Mind the workplace gender data gap

Of course, not all employees are equal. The workplace has a gender data gap. Office temperatures and chemical analysis primarily rely on male data, neglecting female perspectives. The 2019 book, Invisible Women: Exposing Data Bias in a World Design for Men, by Caroline Criado Perez, shows that the formula to determine a standard office temperature was developed in the 1960s around the metabolic resting rate of the average man. A recent Dutch study made an interesting observation. It found that the metabolic rate of young adult females who engage in light office work is considerably lower. This difference exists when compared to the standard values for men engaged in the same activity. In fact, the formula may overestimate female metabolic rate by as much as 35%, meaning that current offices have their HVAC set on average five degrees too cold for women.

These differences also pertain to air quality itself. This is because men and women possess distinct immune systems and hormones, which can influence how chemicals are absorbed in the workspace. Women, typically smaller than men with thinner skin, may have a lower tolerance for toxins.

To create genuinely intelligent, predictive workspaces that operate safely for everyone, organisations should collect data on employees’ needs. This data should encompass a diverse representation of today’s workforce, rather than solely focusing on the male population.
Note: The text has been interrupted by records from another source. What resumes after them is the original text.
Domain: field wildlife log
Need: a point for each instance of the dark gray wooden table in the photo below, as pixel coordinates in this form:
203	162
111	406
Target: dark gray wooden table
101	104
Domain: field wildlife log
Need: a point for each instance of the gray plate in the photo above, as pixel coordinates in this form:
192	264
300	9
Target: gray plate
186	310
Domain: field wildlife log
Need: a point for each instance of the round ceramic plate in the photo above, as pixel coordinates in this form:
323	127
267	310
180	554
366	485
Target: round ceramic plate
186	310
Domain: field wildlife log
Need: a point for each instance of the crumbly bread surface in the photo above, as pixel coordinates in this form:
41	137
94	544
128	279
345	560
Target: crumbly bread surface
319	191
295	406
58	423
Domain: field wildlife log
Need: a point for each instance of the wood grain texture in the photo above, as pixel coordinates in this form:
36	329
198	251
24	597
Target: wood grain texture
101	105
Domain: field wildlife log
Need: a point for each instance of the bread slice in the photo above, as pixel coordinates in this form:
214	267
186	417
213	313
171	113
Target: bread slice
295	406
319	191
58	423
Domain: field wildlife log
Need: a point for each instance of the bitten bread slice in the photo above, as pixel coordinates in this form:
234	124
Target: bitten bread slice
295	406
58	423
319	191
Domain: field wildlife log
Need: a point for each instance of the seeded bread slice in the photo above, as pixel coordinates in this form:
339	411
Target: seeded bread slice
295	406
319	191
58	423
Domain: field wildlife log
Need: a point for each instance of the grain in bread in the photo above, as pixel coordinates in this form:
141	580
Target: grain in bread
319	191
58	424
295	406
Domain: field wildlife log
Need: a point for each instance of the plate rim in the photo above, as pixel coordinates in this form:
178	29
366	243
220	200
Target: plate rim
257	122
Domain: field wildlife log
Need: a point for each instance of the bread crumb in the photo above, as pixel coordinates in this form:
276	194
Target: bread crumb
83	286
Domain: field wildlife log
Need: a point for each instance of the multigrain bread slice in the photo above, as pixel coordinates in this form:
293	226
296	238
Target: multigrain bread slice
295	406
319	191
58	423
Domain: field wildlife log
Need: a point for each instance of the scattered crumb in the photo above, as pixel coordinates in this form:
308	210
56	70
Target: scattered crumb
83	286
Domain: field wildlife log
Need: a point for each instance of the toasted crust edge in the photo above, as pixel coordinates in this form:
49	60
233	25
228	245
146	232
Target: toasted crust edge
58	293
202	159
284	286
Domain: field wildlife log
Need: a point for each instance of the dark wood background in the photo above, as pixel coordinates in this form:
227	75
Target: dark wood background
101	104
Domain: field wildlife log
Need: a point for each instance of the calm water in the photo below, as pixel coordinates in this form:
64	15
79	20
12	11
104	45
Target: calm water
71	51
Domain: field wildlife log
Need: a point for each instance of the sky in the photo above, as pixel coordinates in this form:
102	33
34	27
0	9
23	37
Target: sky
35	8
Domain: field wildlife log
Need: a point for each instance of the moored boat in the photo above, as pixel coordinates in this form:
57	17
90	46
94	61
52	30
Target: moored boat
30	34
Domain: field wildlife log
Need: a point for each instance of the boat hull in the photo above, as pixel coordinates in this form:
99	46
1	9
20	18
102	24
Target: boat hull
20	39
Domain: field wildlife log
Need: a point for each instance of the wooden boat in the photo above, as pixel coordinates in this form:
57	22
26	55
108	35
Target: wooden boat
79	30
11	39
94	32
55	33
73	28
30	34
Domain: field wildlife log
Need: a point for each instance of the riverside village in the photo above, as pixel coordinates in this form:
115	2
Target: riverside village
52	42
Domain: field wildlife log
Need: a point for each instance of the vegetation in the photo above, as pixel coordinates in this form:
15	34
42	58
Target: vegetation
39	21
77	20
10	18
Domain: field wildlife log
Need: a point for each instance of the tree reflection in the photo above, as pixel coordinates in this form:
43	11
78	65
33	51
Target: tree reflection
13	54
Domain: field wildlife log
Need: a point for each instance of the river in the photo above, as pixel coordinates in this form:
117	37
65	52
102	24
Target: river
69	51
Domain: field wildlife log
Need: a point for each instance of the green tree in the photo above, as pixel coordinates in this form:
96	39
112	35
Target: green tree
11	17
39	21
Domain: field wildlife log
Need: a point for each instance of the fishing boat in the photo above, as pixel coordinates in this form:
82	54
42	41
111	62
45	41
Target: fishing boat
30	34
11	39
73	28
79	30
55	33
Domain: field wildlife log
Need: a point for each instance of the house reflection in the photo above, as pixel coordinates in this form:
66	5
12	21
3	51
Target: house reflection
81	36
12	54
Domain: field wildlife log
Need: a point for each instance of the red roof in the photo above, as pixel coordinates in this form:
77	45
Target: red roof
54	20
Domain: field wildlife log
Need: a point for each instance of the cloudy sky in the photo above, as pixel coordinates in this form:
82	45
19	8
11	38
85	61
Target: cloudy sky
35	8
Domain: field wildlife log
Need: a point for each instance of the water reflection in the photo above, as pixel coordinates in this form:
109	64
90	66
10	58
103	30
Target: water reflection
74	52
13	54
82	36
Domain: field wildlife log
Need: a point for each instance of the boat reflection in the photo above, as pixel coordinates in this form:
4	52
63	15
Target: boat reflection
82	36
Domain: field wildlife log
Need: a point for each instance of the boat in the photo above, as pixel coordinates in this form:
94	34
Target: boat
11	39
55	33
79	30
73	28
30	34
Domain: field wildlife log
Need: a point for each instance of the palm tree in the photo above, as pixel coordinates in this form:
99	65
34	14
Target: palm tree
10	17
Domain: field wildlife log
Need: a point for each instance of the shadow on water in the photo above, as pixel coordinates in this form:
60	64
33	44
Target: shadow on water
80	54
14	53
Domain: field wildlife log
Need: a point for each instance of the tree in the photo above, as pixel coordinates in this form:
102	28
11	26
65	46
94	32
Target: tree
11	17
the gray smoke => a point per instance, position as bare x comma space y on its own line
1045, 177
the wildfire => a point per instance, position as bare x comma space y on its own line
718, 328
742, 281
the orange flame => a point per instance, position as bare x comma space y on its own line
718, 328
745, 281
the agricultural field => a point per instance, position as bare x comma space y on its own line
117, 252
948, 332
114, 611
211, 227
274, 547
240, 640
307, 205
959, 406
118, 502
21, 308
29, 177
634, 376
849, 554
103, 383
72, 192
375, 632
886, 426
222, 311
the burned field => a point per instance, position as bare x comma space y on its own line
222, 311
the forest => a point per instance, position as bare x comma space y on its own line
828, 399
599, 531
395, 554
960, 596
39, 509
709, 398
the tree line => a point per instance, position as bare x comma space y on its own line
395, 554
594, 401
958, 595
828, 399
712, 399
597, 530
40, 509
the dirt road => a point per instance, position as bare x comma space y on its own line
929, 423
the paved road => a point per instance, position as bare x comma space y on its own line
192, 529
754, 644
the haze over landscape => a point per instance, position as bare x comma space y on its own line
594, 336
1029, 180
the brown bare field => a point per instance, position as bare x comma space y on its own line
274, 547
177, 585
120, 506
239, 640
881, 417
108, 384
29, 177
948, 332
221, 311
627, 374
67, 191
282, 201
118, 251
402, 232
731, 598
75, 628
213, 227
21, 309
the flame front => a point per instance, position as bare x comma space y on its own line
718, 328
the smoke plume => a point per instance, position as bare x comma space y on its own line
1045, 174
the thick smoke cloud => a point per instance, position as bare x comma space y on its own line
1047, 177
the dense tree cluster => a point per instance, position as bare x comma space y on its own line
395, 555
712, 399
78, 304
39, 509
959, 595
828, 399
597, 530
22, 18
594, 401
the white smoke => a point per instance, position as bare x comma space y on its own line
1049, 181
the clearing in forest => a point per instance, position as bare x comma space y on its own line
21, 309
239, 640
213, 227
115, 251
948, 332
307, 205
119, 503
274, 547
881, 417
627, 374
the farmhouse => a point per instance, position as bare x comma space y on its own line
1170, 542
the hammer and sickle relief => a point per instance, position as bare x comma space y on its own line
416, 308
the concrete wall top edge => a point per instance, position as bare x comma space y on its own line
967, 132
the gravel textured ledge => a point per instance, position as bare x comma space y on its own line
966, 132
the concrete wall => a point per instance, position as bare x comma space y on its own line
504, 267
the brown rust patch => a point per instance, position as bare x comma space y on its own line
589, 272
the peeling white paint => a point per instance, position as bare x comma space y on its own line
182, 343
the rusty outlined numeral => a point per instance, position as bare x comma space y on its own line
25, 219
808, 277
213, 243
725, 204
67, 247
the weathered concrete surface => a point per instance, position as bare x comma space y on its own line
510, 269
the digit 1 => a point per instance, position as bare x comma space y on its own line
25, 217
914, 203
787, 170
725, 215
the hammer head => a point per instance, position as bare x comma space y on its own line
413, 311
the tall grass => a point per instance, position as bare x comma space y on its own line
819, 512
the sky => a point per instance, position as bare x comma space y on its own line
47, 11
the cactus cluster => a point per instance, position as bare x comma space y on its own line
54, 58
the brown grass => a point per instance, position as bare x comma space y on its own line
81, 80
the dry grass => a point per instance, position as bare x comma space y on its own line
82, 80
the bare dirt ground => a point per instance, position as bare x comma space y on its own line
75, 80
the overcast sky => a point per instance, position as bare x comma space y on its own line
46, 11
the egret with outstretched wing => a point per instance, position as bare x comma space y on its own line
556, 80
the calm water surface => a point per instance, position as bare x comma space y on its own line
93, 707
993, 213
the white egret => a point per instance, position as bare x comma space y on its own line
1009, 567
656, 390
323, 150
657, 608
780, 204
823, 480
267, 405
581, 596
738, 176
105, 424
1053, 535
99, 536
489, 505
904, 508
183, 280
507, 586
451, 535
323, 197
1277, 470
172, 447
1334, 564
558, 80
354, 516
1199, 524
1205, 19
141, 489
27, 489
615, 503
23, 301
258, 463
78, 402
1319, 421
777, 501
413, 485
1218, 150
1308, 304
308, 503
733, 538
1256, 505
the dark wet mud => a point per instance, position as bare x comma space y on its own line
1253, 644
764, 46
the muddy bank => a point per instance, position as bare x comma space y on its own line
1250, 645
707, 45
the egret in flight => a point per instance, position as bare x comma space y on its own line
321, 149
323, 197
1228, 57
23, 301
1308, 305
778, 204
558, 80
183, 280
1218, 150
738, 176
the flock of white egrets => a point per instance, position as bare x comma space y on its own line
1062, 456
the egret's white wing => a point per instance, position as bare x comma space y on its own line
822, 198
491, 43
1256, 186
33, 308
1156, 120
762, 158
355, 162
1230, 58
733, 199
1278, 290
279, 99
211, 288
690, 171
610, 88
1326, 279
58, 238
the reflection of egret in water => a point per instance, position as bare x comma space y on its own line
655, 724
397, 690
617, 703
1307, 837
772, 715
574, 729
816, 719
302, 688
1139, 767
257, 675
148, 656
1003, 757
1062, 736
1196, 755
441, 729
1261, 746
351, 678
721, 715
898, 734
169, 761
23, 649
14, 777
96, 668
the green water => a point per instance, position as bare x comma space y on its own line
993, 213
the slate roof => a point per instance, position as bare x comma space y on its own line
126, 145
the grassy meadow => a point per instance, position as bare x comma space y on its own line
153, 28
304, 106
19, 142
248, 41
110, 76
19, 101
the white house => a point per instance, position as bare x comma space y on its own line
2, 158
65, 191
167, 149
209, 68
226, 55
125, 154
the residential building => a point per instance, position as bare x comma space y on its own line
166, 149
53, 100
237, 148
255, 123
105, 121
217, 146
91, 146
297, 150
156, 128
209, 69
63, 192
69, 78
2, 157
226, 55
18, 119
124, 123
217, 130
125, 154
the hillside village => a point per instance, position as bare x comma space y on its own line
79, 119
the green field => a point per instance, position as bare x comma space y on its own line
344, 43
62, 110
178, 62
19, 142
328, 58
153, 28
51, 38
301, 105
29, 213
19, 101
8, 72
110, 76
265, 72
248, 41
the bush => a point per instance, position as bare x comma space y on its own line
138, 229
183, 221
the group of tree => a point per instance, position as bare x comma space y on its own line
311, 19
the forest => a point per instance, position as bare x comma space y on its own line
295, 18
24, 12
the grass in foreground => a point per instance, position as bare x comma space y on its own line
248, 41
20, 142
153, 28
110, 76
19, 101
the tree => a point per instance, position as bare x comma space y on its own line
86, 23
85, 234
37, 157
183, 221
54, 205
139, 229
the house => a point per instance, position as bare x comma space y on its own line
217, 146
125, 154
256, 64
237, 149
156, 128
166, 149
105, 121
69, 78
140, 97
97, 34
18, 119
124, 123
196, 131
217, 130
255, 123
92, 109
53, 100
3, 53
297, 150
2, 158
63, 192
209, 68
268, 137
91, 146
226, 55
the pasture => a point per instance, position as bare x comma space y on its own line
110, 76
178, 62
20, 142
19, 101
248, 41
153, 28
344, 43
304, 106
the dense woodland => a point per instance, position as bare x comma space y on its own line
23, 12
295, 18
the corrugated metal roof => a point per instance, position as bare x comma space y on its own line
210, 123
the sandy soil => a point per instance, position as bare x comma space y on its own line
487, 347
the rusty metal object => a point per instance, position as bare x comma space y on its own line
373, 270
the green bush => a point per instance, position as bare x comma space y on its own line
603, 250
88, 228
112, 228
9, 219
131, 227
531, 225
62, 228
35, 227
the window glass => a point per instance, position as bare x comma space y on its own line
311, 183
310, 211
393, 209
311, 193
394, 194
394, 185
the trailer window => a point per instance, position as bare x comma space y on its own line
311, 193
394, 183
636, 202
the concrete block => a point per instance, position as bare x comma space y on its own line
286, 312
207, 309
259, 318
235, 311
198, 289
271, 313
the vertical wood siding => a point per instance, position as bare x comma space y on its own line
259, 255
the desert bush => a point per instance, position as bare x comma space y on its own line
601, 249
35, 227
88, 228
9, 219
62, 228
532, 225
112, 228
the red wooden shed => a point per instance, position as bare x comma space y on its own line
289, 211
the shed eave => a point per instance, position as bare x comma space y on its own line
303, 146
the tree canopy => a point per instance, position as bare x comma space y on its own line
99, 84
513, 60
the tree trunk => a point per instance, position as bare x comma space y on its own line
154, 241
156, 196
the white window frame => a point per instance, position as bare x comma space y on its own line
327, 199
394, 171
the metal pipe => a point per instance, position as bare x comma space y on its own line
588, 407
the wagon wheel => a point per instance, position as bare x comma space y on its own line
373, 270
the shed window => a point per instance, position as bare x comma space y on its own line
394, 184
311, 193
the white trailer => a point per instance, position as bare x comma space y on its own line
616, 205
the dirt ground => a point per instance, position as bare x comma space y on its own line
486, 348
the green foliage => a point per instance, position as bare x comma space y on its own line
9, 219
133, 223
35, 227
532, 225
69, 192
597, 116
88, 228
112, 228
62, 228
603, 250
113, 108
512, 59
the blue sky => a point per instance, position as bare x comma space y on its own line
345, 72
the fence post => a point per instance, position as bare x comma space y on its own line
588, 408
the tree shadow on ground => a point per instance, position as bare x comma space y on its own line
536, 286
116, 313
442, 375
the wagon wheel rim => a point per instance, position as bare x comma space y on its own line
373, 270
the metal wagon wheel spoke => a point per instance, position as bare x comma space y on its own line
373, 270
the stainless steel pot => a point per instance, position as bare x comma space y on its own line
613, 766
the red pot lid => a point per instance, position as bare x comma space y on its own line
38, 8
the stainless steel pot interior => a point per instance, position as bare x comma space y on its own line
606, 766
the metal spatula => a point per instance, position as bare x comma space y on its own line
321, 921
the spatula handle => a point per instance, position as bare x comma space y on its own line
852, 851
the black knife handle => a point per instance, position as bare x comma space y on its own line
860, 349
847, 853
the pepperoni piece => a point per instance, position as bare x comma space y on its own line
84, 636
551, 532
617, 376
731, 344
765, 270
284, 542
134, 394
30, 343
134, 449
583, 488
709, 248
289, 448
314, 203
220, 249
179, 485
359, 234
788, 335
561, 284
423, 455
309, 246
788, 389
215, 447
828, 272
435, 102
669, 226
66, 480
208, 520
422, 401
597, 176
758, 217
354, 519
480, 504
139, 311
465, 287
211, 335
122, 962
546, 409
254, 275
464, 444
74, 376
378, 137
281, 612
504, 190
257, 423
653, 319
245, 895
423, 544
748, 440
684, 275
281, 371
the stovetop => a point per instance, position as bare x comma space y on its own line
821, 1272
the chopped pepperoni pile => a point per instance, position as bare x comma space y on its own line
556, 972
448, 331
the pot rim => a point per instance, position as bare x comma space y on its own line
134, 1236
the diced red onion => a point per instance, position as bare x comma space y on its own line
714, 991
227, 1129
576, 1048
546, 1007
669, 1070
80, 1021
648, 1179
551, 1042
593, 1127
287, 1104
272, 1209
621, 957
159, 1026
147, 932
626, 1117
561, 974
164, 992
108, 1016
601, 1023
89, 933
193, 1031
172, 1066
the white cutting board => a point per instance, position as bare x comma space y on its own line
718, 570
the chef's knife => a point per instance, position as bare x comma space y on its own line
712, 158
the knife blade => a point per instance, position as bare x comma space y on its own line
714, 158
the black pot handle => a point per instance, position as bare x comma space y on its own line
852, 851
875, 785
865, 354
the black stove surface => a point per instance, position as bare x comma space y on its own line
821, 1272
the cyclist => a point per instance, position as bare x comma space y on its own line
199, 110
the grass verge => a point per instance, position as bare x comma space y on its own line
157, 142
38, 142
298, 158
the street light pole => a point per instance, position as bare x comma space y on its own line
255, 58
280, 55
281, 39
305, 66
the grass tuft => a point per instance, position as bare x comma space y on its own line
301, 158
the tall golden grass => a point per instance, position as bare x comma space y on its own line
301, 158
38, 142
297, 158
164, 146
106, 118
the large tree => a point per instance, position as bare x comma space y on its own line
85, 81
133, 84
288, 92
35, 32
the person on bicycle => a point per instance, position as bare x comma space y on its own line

Healthy buildings mean healthy income

In the meantime, building system data afforded by IBOS and its IoT sensors gives landlords better insight into how they can improve the environment and the wellbeing of occupiers. Rules can be set within the system to reduce imbalances across an office, as well as optimising energy use, thereby improving sustainability, while also improving occupant comfort.

There are significant bottom-line gains to be made from using smart building solutions. Buildings certified as healthy attract rents between 4.4% and 7.7% more per square foot than their nearby non-certified peers, according to ‘The Financial Impact of Healthy Buildings‘, research conducted in December 2020 by the MIT Real Estate Innovation Lab. The increased use of health & wellbeing accreditations such as Fitwel and the WELL Building Standard to promote buildings, demonstrate its value to occupiers and their staff.

The premium for healthy workspaces and sustainability is only likely to increase. By deploying technological automation solutions like IBOS that optimise aspects like indoor air-quality, building owners can provide healthier and more attractive workspaces, on-demand.

By Vicky Cotton, ESG Director at Workman and James Hallworth, Partner and Head of Building Technology at Workman.